昨日作った磁石を使って、海岸や河原の砂から、砂鉄を集めることを伝える。


作業自体は、館の使用人の人達に行なってもらう。


助手さんは日替わりで、作業の監督と監視、集めた砂鉄の管理をしてもらう。


作業は午後だけなのかを聞いたら、専属なので、1日作業しても良いのだそうだ。

それなら、明日の朝から活動してもらおう。


今日は、炭焼きかまをどうやって作るかの相談だ。


私には、この世界で出来ることと出来無いことの区別が付かない。


炭焼きを大々的に行なうとすると、炭焼き窯は、魔法と無関係に、この世界の技術で作れないとならない。


助手さん達に、いろいろ聞いていく。


陶器を焼くときにはどうしているのか。

空気を送り込みながら、粘土を固めたものを木材といっしょに焼く。


青銅を作るときにはどうしているのか。

空気を送り込みながら、鉱石を木材といっしょに焼くと熱い液体ができるので型に入れて冷す。


木材から炭を作ることはないか。

聞いたことが無い。木材が焼け残ったものが炭ではないのかと言われる。


不要品を燃やして処分することはしないか。

野焼きする。


……焼却炉なんてないんだね……。


食べ物を煙で乾燥することはないか。

それ、何ですか?と逆に聞かれてしまった。

やはり燻製は無いのか。ベーコンも無いみたいだものね。


今度作ってみようかな。


…………


うーん。酸素の流入を阻害した状態で加熱するというケースは皆無だ。


陶器を焼く窯の素材について聞くと、粘土を焼き固めたレンガを積み上げて作る。


レンガは有るのか。


レンガを積み重ねて、粘土で目張りするか。いや、最初から粘土を固めて窯を作るか。


そんな話し合いをしていたら、セアンさんが、新しい花を持って来てくれた。


ちょうど良かった。木炭を作る原理を説明しておこうか。


実演した方が良いかな。


どこでやろうか。火を使っても良い場所はどこだろう。

試験管を作って、ここで、灯明に火を点けてあぶってみるか。


助手のキキさんに、灯明と、厨房の薪を少し削って持ってくるように依頼した。


私の部屋から出られる外に砂があったので、それを拝借して、シリカを作り、試験管を作った。

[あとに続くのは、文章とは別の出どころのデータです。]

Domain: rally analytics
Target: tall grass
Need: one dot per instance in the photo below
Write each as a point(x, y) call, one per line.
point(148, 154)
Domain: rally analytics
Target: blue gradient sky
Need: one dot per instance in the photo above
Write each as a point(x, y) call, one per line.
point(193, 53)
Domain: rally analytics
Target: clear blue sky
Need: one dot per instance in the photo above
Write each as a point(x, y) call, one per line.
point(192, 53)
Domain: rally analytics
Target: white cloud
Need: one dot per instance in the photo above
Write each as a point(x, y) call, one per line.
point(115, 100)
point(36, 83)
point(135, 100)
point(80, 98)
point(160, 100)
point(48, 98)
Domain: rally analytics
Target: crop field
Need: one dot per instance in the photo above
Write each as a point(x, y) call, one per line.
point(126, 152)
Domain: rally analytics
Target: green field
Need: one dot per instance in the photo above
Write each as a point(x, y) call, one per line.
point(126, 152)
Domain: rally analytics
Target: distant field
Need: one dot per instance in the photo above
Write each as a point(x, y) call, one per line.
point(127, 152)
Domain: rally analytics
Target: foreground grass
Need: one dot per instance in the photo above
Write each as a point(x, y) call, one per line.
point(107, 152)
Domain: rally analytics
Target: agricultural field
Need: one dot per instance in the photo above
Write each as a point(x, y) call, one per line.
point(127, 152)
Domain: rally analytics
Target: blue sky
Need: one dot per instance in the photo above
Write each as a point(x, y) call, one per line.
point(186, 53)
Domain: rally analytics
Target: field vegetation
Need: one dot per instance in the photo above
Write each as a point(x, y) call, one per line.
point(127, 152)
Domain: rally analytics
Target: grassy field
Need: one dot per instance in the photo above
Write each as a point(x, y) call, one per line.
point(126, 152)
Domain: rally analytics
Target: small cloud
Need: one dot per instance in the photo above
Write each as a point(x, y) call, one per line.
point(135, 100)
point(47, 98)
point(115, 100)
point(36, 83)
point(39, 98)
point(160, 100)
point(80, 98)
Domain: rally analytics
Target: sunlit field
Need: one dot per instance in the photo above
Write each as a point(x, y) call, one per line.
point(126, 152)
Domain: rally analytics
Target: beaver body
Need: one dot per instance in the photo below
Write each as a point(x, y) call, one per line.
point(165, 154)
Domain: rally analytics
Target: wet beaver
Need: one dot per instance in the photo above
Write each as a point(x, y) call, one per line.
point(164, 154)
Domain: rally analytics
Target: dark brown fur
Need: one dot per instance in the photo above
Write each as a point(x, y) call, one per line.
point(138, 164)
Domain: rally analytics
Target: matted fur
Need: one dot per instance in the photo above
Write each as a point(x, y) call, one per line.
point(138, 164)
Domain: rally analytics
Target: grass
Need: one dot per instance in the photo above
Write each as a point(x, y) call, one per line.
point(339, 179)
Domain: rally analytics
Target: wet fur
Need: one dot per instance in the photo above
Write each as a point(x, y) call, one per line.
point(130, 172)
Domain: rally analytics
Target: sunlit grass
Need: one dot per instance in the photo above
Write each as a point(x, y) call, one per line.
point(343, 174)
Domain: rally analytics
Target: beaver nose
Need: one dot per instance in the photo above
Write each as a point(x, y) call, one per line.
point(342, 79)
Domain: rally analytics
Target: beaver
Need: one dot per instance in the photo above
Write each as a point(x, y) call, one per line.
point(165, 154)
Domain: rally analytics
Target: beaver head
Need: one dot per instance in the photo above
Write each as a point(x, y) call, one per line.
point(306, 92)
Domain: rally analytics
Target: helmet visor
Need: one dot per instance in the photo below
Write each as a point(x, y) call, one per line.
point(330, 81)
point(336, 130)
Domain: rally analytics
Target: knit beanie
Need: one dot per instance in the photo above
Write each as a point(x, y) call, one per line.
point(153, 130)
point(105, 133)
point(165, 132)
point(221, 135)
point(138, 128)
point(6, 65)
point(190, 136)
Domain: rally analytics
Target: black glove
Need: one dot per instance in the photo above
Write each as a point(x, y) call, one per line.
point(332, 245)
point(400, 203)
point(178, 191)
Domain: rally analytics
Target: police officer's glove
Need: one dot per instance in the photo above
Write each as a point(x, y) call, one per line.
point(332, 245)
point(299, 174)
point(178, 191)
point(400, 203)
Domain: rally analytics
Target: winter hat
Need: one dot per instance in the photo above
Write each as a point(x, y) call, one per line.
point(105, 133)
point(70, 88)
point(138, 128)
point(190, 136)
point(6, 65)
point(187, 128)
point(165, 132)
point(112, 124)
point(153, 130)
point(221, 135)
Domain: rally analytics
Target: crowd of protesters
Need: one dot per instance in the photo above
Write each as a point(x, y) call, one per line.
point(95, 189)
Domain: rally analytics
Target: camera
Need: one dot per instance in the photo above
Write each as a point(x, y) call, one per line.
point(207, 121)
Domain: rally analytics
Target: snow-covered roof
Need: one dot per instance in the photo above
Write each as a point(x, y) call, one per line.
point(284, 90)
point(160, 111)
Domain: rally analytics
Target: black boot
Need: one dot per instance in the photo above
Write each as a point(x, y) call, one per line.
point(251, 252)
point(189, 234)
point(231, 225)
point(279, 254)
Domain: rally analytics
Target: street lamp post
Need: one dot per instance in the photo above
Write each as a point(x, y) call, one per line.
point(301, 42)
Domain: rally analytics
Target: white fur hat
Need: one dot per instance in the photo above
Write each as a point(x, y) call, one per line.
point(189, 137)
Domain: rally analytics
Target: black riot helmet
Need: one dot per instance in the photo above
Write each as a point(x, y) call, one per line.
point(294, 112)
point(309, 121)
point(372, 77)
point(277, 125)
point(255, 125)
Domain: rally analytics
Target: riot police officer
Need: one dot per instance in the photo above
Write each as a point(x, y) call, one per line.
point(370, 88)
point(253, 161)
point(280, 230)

試験管を作ったはずだったのだが……。フラスコと試験管の間の子のようなものができた。


なぜ、あれほど使いこなしていた道具が再現できないのだ……。


まあ、いい。これが最適な形かもしれない。うぅぅぅぅ泣きそうだ。


ほどなく、灯明と削られた薪が届いた。薪は適当な大きさに折って、試験管モドキの中に入れてもらう。


灯明に火を点けて、助手のジオニギさんに焙ってもらう。


少したつと、白い煙の様なものが薪から出てくる。水だね。


その後は、青灰色の煙が出てくる。木ガスかな。


そのうち何も出てこなくなった。ジオニギさんにはしばらくそのまま加熱をお願いする。

少しずつ、表面が黒っぽくなってきてるな。


まわりの助手さん達は真剣に見ている。セアンさんも興味津々で見ている。


少し時間がかかりそうなので、セアンさんに、成長が早い木が無いかを聞いてみる。


炭焼きのために、木を伐採したあとで植林しないと、森には木が無くなってしまうからね。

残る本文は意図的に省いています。